Als es dann letztlich doch zum einschneidenden Ereignis kommt, bleibt die Welt nur für den Bruchteil einer Sekunde stehen. Spätestens zu diesem Zeitpunkt wird klar, dass Vardas angedeutetes Konzept von männlichem Glück die reinste Farce ist. Eine kritische Überspitzung, eine zwanghafte Umkehr ins Positive. Dieser Ansatz resoniert vor allem deshalb so gut mit dem Zuschauer, weil Varda alle anderen Elemente der filmischen Gestaltung unterordnet. Gefühle, Eindrücke und Stimmungen vermittelt sie primär auf formaler Ebene, während beispielsweise die Dialoge stets wie naive Plaudereien anmuten. So sind es nicht nur die immer wieder eingestreuten Bildschnipsel, die einen Bruch suggerieren, sondern vor allem die farblich kontrastierten Übergänge, die in rot, blau und weiß (zufällig oder auch ganz bewusst die Nationalfarben Frankreichs) jeweils für die drei ausschlaggebenden Figuren der Ménage-à-trois stehen.

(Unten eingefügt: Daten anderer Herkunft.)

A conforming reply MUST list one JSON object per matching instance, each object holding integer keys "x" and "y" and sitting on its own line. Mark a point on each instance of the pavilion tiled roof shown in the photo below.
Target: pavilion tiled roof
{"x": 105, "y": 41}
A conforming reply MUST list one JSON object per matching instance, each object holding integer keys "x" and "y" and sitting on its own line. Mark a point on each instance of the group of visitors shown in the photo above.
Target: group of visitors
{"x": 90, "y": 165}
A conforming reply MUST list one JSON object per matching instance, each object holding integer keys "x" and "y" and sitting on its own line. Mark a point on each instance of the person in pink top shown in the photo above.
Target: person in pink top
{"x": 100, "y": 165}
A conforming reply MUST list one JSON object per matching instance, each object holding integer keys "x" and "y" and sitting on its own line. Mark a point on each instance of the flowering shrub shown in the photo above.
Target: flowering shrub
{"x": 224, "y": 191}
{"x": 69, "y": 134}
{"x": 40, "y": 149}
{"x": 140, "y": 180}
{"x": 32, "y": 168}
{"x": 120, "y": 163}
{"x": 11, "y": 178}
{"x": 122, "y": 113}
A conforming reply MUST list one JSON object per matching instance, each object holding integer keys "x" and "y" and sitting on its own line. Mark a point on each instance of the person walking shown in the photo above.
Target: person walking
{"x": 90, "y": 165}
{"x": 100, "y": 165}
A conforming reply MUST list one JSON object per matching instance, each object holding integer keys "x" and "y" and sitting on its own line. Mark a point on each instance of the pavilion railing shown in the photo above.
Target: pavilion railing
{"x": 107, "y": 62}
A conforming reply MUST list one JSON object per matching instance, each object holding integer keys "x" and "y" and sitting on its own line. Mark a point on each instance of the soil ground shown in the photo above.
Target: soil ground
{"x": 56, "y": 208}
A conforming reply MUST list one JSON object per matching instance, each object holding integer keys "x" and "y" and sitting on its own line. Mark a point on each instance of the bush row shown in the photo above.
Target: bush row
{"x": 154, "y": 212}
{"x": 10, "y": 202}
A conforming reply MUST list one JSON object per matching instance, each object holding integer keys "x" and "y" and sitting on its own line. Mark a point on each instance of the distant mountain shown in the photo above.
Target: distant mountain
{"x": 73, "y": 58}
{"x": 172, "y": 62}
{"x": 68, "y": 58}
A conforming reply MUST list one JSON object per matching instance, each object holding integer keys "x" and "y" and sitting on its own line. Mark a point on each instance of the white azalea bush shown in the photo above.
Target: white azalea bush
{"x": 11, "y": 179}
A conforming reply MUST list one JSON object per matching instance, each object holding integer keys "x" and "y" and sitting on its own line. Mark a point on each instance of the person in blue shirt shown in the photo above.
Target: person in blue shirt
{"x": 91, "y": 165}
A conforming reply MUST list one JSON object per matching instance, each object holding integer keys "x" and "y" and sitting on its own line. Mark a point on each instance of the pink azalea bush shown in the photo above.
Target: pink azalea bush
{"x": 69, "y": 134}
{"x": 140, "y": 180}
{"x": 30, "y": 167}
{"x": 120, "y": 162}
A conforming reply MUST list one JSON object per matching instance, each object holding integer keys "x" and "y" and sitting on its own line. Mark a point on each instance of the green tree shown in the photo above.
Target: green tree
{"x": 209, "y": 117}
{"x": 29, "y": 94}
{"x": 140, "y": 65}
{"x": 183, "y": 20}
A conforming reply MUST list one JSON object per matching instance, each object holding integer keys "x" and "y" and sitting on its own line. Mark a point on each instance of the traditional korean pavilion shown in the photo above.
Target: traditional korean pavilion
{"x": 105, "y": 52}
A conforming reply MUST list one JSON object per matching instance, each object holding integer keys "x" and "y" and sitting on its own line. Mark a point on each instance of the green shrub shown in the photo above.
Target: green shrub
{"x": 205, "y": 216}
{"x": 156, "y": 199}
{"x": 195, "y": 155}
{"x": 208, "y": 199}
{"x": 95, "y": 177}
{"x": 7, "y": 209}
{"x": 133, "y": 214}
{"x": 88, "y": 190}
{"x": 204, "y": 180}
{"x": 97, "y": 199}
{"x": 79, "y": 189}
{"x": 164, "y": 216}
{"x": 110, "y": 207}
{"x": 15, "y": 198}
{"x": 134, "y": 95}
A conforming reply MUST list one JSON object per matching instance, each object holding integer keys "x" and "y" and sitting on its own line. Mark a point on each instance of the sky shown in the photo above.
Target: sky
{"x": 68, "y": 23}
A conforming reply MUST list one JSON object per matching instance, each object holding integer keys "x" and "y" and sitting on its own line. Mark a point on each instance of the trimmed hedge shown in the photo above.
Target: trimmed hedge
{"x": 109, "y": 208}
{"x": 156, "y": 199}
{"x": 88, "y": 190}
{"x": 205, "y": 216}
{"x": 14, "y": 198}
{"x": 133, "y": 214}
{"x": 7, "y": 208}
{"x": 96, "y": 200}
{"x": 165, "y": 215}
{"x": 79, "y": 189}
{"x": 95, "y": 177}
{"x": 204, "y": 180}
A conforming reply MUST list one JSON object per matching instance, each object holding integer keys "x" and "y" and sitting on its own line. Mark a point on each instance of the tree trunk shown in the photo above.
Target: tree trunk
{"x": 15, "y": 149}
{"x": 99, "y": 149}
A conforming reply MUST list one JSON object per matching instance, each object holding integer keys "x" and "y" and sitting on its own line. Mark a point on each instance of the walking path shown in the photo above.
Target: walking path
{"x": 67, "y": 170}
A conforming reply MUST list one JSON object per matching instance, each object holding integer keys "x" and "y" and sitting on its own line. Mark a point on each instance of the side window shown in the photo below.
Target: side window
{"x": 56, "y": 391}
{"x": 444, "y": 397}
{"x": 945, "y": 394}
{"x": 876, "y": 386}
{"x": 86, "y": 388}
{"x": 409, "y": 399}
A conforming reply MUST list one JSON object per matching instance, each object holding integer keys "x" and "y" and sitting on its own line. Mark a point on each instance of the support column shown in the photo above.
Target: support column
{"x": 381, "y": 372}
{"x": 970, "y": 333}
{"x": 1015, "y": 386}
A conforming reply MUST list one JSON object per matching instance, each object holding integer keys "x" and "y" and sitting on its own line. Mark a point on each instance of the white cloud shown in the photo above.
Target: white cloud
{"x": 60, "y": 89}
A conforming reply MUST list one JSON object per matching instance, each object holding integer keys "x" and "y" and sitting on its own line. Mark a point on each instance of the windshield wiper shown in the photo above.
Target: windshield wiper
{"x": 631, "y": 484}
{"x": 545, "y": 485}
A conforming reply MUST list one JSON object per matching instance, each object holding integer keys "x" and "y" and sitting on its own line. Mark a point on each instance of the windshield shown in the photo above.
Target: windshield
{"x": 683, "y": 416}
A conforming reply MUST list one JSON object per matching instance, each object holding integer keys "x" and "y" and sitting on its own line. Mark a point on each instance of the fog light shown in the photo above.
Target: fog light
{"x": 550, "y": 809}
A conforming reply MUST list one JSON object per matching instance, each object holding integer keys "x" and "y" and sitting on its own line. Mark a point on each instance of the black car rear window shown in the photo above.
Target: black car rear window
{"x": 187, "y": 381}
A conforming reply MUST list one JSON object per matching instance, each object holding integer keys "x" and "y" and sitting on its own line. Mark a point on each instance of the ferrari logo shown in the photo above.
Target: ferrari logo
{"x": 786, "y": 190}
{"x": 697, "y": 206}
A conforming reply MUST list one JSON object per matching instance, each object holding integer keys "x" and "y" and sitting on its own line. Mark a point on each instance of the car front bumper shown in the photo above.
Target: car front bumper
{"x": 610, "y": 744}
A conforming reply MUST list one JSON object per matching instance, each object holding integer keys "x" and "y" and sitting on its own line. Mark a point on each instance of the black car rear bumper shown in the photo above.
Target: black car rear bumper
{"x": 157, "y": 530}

Das Schöne daran ist, dass man diesen Umstand nicht bewusst wahrnehmen muss, sondern ganz direkt in der von Agnes Varda so plastisch entworfenen Welt fühlen kann.
Fazit
Weitaus mehr an flüchtigen Momentaufnahmen denn einem runden Narrativ interessiert, hat Agnes Varda mit „Glück aus dem Blickwinkel des Mannes“ einen Film inszeniert, der seine Kraft primär aus seiner stimmungsvollen Bildsprache zieht. In ihrer Wirkung unglaublich direkt und intuitiv, haftet den farbenfrohen Bildern ein entlarvender Zynismus an, der spätestens in den letzten Szenen das kleinbürgerliche Konzept von Glück als hohle Phrase entlarvt.